2006-05-28 11:16:40

Dokument: Die Predigt des Papstes in Krakau. Volltext.


„Ihr Männer von Galiläa, was steht ihr da und schaut zum Himmel empor?“ (Apg 1,11)
Schwestern und Brüder, heute erklingt im Blonie-Park von Krakau erneut diese Frage, die uns die Apostelgeschichte überliefert. Dieses Mal richtet sie sich an uns alle: „Was steht ihr da und schaut zum Himmel empor?“ In der Antwort auf diese Frage ist die grundlegende Wahrheit über das Leben und die Bestimmung des Menschen enthalten.

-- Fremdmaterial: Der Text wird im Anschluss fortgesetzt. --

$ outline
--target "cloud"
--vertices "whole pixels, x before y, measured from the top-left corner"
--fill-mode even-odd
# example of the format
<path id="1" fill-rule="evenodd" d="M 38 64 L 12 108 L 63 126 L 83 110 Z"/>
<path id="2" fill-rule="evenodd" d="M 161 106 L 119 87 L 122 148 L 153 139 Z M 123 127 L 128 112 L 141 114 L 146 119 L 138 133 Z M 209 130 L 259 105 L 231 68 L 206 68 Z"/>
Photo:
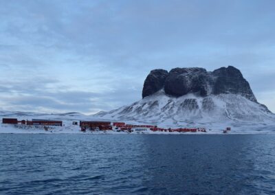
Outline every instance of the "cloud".
<path id="1" fill-rule="evenodd" d="M 263 101 L 274 91 L 274 5 L 0 0 L 1 106 L 110 110 L 138 100 L 151 69 L 194 66 L 236 67 Z"/>

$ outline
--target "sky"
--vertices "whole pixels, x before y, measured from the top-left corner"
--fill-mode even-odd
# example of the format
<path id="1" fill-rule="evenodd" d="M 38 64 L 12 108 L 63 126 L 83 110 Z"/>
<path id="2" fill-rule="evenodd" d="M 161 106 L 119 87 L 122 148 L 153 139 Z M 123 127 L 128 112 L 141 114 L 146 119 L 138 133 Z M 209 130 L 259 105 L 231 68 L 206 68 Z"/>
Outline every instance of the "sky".
<path id="1" fill-rule="evenodd" d="M 275 1 L 0 0 L 0 110 L 93 114 L 150 71 L 239 69 L 275 112 Z"/>

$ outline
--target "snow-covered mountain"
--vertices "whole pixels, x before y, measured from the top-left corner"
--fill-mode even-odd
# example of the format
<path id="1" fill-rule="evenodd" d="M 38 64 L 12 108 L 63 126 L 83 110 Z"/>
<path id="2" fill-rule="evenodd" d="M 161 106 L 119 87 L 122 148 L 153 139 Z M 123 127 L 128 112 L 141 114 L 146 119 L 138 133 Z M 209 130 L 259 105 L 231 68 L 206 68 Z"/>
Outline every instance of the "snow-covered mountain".
<path id="1" fill-rule="evenodd" d="M 95 118 L 167 126 L 211 124 L 266 125 L 275 115 L 259 104 L 241 71 L 233 67 L 152 71 L 143 99 Z"/>

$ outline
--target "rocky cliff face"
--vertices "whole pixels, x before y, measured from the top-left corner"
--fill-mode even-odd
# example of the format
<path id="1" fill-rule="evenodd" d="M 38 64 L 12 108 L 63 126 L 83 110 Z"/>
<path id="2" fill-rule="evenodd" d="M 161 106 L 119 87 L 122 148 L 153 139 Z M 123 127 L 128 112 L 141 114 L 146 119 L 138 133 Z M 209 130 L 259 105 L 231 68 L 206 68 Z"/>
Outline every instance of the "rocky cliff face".
<path id="1" fill-rule="evenodd" d="M 153 70 L 145 80 L 142 98 L 162 89 L 166 94 L 175 97 L 190 93 L 201 97 L 230 93 L 256 102 L 249 83 L 239 69 L 231 66 L 212 72 L 203 68 L 175 68 L 169 73 L 163 69 Z"/>
<path id="2" fill-rule="evenodd" d="M 167 126 L 241 126 L 274 123 L 275 115 L 257 102 L 250 84 L 233 67 L 212 72 L 202 68 L 151 71 L 143 99 L 94 117 Z"/>
<path id="3" fill-rule="evenodd" d="M 144 81 L 142 90 L 142 98 L 162 89 L 168 74 L 168 71 L 163 69 L 151 71 Z"/>

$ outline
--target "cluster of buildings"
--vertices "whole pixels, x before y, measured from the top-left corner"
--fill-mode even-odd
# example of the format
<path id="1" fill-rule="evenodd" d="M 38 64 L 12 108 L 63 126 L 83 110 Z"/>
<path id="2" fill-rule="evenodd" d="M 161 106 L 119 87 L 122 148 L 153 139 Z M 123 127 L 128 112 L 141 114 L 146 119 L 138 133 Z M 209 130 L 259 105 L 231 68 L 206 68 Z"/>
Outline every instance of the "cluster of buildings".
<path id="1" fill-rule="evenodd" d="M 32 125 L 32 126 L 63 126 L 62 121 L 49 120 L 49 119 L 32 119 L 29 120 L 18 120 L 16 118 L 3 118 L 3 124 L 22 124 L 22 125 Z M 73 125 L 78 125 L 77 122 L 73 122 Z M 206 132 L 205 128 L 163 128 L 153 125 L 135 125 L 126 124 L 124 122 L 111 122 L 106 121 L 80 121 L 79 126 L 81 131 L 90 130 L 116 130 L 116 131 L 128 131 L 132 132 L 133 130 L 136 131 L 142 130 L 152 130 L 152 131 L 161 131 L 161 132 Z"/>

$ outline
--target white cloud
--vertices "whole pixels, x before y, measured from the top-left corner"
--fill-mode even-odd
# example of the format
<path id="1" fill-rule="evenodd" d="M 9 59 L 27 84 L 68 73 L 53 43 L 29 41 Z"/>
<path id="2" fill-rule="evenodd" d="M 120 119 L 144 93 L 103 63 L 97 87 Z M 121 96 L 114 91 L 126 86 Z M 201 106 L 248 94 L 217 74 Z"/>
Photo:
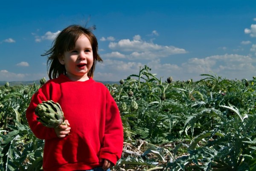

Die angesprochene Frage bezieht sich auf die zwei Haltungen, die mit den beiden Wirklichkeiten verbunden sind, in die das menschliche Leben eingeschrieben ist: die irdische und die himmlische. Zunächst die irdische Wirklichkeit: „Was steht ihr da?“ – Warum steht ihr auf der Erde? Wir antworten: Wir stehen auf der Erde, weil uns der Schöpfer zur Krönung des Schöpfungswerkes hierher gesetzt hat. Der allmächtige Gott hat im Einklang mit seinem unaussprechlichen Plan der Liebe den Kosmos erschaffen, ihn aus dem nichts entstehen lassen. Und nachdem er dieses Werk vollbracht hat, rief er den Menschen ins Sein, den er nach dem eigenen Abbild geschaffen hat (vgl. Gen 1,26-27). Er gab ihm die Würde der Gottessohnschaft und der Unsterblichkeit. Wir wissen aber, dass sich der Mensch verirrte, das Geschenk der Freiheit missbrauchte und „nein“ zu Gott sagte und sich selbst zu einer Existenz verurteilte, in die das Böse, die Sünde, das Leiden und der Tod Einzug hielten. Aber wir wissen auch, dass Gott vor einer solchen Situation nicht aufgab, und direkt in die Geschichte des Menschen eintrat und dass diese eine Heilsgeschichte wurde. „Wir stehen auf der Erde“, wir sind in ihr verwurzelt, aus ihr wachsen wir. Hier wirken wir das Gute auf den ausgedehnten Feldern des täglichen Lebens, im Bereich des Materiellen und auch im Bereich des Spirituellen: in gegenseitigen Beziehungen, im Aufbau der menschlichen Gemeinschaft, in der Kultur. Hier erfahren wir die Mühe der Wanderer, die sich entlang verschlungener Pfade auf dem Weg zum Ziel befinden, zwischen Zaudern, Spannungen, Unsicherheiten, aber auch in dem tiefen Bewusstsein, dass dieser Weg früher oder später an sein Ziel gelangen wird. Und da kommt der Gedanke auf: Ist das alles? Ist die Erde, „auf der wir uns befinden“ unser endgültiges Schicksal?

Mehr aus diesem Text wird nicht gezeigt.